Premier envol pour Marie-Christine Bernard, écrivaine d’Alma. «Monsieur Julot» est là, depuis quelques semaines, avec ses pages serrées, ses personnages, une trame qui nous pousse au bord de l’abîme.
Il est rare en littérature de glisser dans le quotidien de quelqu’un qui se coltaille avec le cancer. Marie-Christine Bernard a empoigné le tueur à deux reprises. Deux fois elle a dû livrer ce combat qui mobilise toutes les ressources physique et psychique. Mère d’un enfant de quatre ans, elle nous fait vivre cette guérilla sans merci qui ravage le corps et fait vaciller l’esprit.
«Le cancer se vit comme une pourriture qui aurait poussé à l’intérieur de soi: on a l’impression de vivre dans un corps sale, moisi, de s’être fait jouer un très vilain tour par un Propriétaire véreux.» (p.20)
Radiothérapie, chimiothérapie provoquent des «retombées nucléaires». Après ces séances, elle reste des jours prostrée et ravagée.
L’écrivaine décrit ce combat avec une énergie étonnante. Sans compter les humeurs, les colères intempestives qui blessent ceux qui démontrent de la sympathie et de la compassion. Un combat qui désarçonne son compagnon et perturbe l’enfant qui a du mal à comprendre le flirt de sa mère avec la mort.
«J’ai tellement de colère, je la déverse sur les gens: quand ils me parlent de ma «santé», c’est comme s’ils rendaient la maladie plus réelle et donc, plus inacceptable. Alors, quand ils me parlent de ma «santé», ça me met en colère.» (p.54)
Lettres
La narratrice, lors de ses nombreux séjours à l’hôpital, se lie avec une vieille femme qui n’a plus que quelques jours à elle. Marie-Louise, seule comme Dieu avant la Création, rumine de terribles regrets. Ella a dû s’occuper du fils de sa sœur fauchée par le cancer. Elle a détesté cet enfant, le fils de l’homme qu’elle aimait, un peintre que sa sœur Thérèse, drapée de toutes les séductions, lui a volé.
S’amorce alors une étrange correspondance avec cet homme mal-aimé. La narratrice décrit ses peurs et ses colères, tente de réconcilier Marie-Louise et Monsieur Julot qui a toutes les raisons de haïr cette tante irascible. Les lettres se transforment en journal intime, en tricot où la vie de Monsieur Julot et la lutte de Mme Bernard s’enchevêtrent. Comme si Monsieur Julot pouvait être le fils de la narratrice dans une autre époque. Même drame possible, en deux temps.
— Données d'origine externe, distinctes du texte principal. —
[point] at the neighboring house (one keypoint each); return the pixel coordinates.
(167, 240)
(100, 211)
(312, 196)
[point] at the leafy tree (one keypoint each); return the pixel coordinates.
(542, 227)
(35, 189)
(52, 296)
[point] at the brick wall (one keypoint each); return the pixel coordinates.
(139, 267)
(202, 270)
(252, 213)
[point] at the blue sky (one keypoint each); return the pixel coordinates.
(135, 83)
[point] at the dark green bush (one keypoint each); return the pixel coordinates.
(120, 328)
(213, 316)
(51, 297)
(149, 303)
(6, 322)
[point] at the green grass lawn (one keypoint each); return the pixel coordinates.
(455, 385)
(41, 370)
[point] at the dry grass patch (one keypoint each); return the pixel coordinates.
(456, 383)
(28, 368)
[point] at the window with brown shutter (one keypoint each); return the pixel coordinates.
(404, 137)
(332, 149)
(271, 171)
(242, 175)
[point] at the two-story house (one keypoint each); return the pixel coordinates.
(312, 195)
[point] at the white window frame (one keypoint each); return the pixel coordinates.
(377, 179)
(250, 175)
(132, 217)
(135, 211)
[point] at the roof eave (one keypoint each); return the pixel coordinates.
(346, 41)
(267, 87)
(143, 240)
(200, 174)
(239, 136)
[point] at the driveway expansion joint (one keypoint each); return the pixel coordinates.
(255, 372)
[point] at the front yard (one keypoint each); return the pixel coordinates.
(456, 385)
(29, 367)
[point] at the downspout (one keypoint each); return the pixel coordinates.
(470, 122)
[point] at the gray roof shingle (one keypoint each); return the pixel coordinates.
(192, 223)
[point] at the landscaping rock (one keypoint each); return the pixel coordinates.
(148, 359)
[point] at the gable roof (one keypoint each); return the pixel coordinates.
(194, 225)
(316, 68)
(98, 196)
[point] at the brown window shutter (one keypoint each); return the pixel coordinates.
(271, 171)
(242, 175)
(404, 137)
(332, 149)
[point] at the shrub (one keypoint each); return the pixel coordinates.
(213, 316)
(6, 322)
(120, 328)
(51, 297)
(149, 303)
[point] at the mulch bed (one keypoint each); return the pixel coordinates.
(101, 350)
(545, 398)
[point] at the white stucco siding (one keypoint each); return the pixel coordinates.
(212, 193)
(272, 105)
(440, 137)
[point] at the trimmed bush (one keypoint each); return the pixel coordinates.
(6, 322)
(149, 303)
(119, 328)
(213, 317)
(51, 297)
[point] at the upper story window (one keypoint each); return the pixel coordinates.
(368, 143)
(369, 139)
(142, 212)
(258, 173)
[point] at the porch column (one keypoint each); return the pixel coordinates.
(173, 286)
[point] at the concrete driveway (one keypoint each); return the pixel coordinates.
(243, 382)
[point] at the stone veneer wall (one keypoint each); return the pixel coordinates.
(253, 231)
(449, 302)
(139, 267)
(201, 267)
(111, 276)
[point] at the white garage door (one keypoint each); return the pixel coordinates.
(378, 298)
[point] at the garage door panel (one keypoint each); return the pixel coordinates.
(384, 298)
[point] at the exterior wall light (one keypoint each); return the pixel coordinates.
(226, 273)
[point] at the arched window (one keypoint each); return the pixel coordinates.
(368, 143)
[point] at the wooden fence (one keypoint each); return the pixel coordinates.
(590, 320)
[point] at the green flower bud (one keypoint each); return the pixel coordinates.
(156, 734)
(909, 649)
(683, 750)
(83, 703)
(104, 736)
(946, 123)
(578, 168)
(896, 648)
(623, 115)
Narration vivante, pleine d’humeur, d’humour pour masquer la peur et l’angoisse. Marie-Christine Bernard a un ton, un style près de l’oralité, des effets qu’elle aurait eu avantage à brider un peu, une exubérance étonnante. Un texte contagieux, comme les cellules qui prolifèrent et qu’il faut écraser. Un roman senti, un récit émouvant, un témoignage percutant. Des repères, des espoirs et des désespoirs qui plongent le lecteur dans un monde souvent ignoré.
Chose certaine, je ne peux aller à Chicoutimi sans penser à Marie-Christine Bernard maintenant. Depuis la lecture de «Monsieur Julot», j’oublie souvent l’autoroute pour plonger dans la côte Saint-Jean-Eudes et m’émerveiller devant le Saguenay.
«Chaque jour donc, pour moi, en privé, le Saguenay organise un spectacle à grand déploiement que je ne voudrais manquer pour rien au monde. Ainsi, j’allonge un peu mon trajet, pour le plaisir tout simple de saluer au passage la beauté du monde.» (p.105)
Marie-Christine Bernard fait aimer la vie, rend attentif et vibrant. Une musique qui accompagne longtemps.
«Monsieur Julot» de Marie-Christine Bernard a été publié par les Éditions Stanké.